Da quell'anno ci siamo visti un po' più spesso, abbiamo avuto più occasioni di discussione. Nel 1990 abbiamo partecipato assieme alla WorldCon olandese.
I contatti si sono intensificati con l'esplosione di Internet. Ci siamo ritrovati sulla medesima lista di posta, poi a collaborare con "Delos", e i primi rari contatti epistolari si sono fatti più intensi.
Auspice spesse volte Curtoni (un altro amico ritrovato per merito di Internet) gli incontri fisici si sono fatti più frequenti, specie dopo che Vikkor ha deciso di ritirarsi dal lavoro e di dedicarsi alla letteratura.
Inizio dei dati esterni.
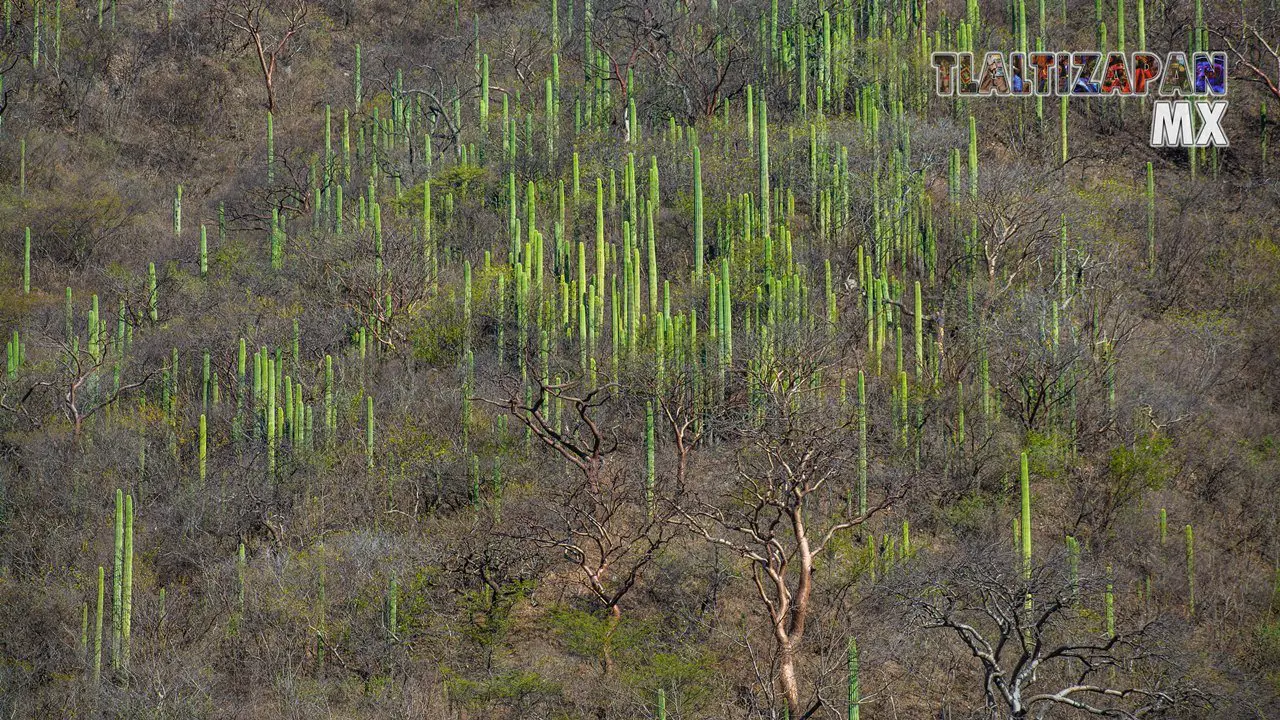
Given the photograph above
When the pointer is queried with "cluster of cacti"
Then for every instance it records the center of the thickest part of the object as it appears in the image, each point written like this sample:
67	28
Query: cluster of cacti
602	287
122	598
Se con la letteratura, magari di fantascienza, fosse stato possibile mantenersi in modo dignitoso, Vittorio avrebbe avuto tutti i titoli per sceglierla come professione. Ma con la fantascienza non si campa.
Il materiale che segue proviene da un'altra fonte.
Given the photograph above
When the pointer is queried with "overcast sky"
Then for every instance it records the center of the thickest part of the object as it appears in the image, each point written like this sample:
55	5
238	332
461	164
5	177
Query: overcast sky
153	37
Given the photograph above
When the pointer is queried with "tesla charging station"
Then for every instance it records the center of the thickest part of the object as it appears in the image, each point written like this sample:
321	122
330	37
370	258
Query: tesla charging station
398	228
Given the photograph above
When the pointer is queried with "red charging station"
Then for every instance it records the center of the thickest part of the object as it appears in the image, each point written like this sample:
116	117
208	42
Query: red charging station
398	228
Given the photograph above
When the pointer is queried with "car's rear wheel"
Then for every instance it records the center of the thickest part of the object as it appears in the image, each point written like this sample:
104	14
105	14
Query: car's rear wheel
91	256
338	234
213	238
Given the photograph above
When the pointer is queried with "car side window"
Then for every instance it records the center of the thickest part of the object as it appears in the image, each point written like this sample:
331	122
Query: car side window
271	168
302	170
Nonostante ciò ha affrontato sempre in modo molto professionale le sue iniziative in favore della fantascienza. Se esiste un "polo pugliese", molto del merito va a lui (e all'inseparabile amico Ragone; spesso li pensavo come un tutto unico).
Grazie al suo interessamento, la fantascienza è di casa sulla "Gazzetta del Mezzogiorno" - quotidiano del Sud, stampato a Bari - ma non solo. Nel corso degli anni ha fatto pubblicare (e retribuire, se non erro) molti italiani più o meno famosi e ha dato spazio a diversi illustratori del fantastico.
Le possibilità organizzative al Sud sono sempre state modeste (per preparare anche un piccolo incontro, occorrono pur sempre un minimo di risorse economiche o l'interesse delle amministrazioni locali), e l'organizzazione di una ItalCon a Bari continua a rimanere un sogno.
Vittorio oltre che un buon scrittore (con punte di ottimo) è un notevole divulgatore scientifico, che utilizza spesso la fantascienza come mezzo. I suoi raccontini (alcuni dei quali sono stati raccolti dall'autore in Accadde… domani) tuttora pubblicati sulla "Gazzetta" sono estrapolazioni di scoperte scientifiche o situazioni sociali che presuppongono la necessità di documentarsi. E nonostante non abbia una formazione scientifica, tratta i fatti della scienza con estrema competenza.
È anche ecologista convinto ed ha affrontato i temi della natura nel modo che gli è più congeniale: fantascientificamente.
Ha scritto un solo romanzo, Gli universi di Moras, vincitore del primo Premio Urania e che dovrebbe, se l'editore non ha cambiato idea, essere ristampato a breve.
È un'opera che si legge ancora adesso con interesse, anche se alcune precisazioni e una revisione sarebbero auspicabili. Vittorio ha delle idee buone e sempre nuove, cosa rara in un panorama che vede spesso ripetere all'infinito la stessa trovata.
Le sue conferenze sono sempre un piacere. Non solo vogliono dire, e lo dicono, qualcosa (non capita a tutti; certuni parlano per ore senza dire niente), ma sono brillantemente "recitate". Sono, più o meno in piccolo, veri spettacoli intelligenti.
Con tutti questi pregi è un vero peccato che non la pensi come me, ma d'altra parte il mondo sarebbe un luogo noioso (che banalità) se tutti la pensassimo allo stesso modo.